Before co-writing the score for Broadway's "The Color Purple," Allee Willis penned memorable R&B and pop hits for Patti LaBelle ("Stir It Up"), the Pointer Sisters ("Neutron Dance") and Earth, Wind & Fire ("September," "Boogie Wonderland")—plus one of TV's most popular theme songs, "I'll Be There for You" from the comedy series "Friends."
Lately, however, Willis has been devoting time to recordings of a different kind—but with no less of an impact. Stored in the Pacifica Radio Archives in Los Angeles is an amazing cache of taped conversations, interviews and readings featuring noted African-Americans whose names are benchmarks in civil rights and black history.
There's just one caveat. Dating from the '50s through the mid-'90s, these tapes are rapidly decaying. Thus, a week after the Grammy Awards, Willis and PRA co-hosted an adopt-a-tape fund-raiser dubbed the Sound of Soul.
"In terms of finding a cause I can seriously go to bat for, this is a dream from heaven," Willis says. She was drawn to the cause following an interview she did at Pacifica's L.A. outlet, KPFK. "They took me into a vault and I saw this long row of 24-track tapes with names on them like Malcolm X, Martin Luther King, Dorothy Dandridge, W.E.B. DuBois, Langston Hughes. It was absolutely staggering."
Some 228 tapes gathered by archivist Brian DeShazor were annotated in catalogs that guests perused at the songwriter's home, Willis Wonderland. Basic adoption ($250) ensured the digital preservation of a chosen tape, the adopter's name on the new master and future copies plus a CD copy of his own. To the tune of $1,000, adopters secured the above plus distribution of 10 CD copies to institutions of their choice, such as schools, colleges and public libraries.
"Pacifica in the '60s was virtually the only place where people of color like Malcolm X could speak freely," DeShazor says. "You couldn't hear them on mainstream media."
One of DeShazor's favorite recordings is a 90-minute conversation among writer/poet Hughes, author James Baldwin and playwright Lorraine Hansberry, the first black woman to have a play produced on Broadway ("A Raisin in the Sun"). A quick glance at the tape catalog yields other such resonating personages as boxer Muhammad Ali (from 1968), Black Panther Eldridge Cleaver (1969), singer Esther Phillips interviewed by Angela Davis (1977), civil rights activist Fannie Lou Hamer (1965) and composer/musician Duke Ellington (1964).
Guests including producer Narada Michael Walden, "The Color Purple" co-composer Brenda Russell and its Tony Award-winning actress LaChanze, singer Deborah Cox and comedian Lily Tomlin adopted 52 tapes, raising $37,000. DeShazor plans to expand the list and hold another Sound of Soul fund-raiser this summer.
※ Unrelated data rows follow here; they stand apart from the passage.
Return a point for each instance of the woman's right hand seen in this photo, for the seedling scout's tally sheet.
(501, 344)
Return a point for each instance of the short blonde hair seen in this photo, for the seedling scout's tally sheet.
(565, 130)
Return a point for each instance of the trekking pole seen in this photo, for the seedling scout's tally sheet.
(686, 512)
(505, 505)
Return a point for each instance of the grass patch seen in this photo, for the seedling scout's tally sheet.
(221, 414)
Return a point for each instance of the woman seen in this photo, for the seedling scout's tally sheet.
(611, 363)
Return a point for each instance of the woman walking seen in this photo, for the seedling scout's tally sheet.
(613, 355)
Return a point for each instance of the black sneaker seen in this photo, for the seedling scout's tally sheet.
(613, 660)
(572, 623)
The value of such a collection is priceless. Producer/ composer Ry Cooder recently derived creative impetus from a tape he listened to of Coretta Scott King talking before a peace rally three weeks after her husband's assassination. It no doubt helped Cooder with his latest project: teaming with Mavis Staples on the singer's civil rights movement-inspired Anti- debut, "We'll Never Turn Back" (Billboard, Feb. 3).
And that's not counting the preservation of pivotal chapters in African-American history that remain largely untaught.
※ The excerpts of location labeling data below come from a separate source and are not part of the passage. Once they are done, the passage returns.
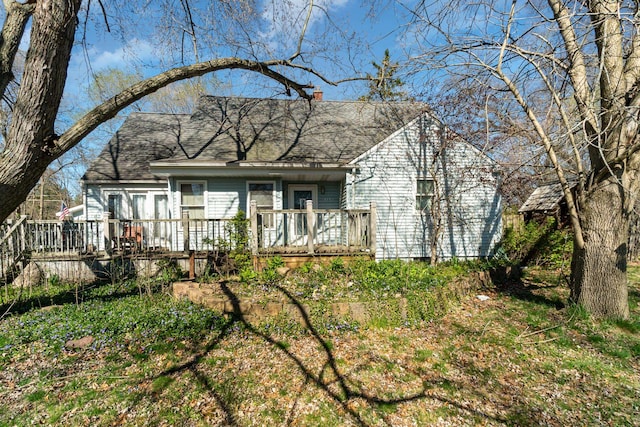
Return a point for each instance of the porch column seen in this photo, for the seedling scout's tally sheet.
(373, 220)
(311, 225)
(185, 233)
(253, 220)
(106, 231)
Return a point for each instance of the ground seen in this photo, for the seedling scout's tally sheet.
(519, 357)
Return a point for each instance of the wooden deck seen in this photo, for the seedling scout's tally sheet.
(290, 233)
"For many kids, it's a culture that you never hear or learn about," says Willis, a Detroit native who cut her musical teeth hanging outside Motown and listening to legendary radio personality Martha Jean "the Queen" Steinberg. "That's one of the things that hit me most while writing for 'The Color Purple.' All white people know about is King. It's a travesty I'll yell about from the mountaintops."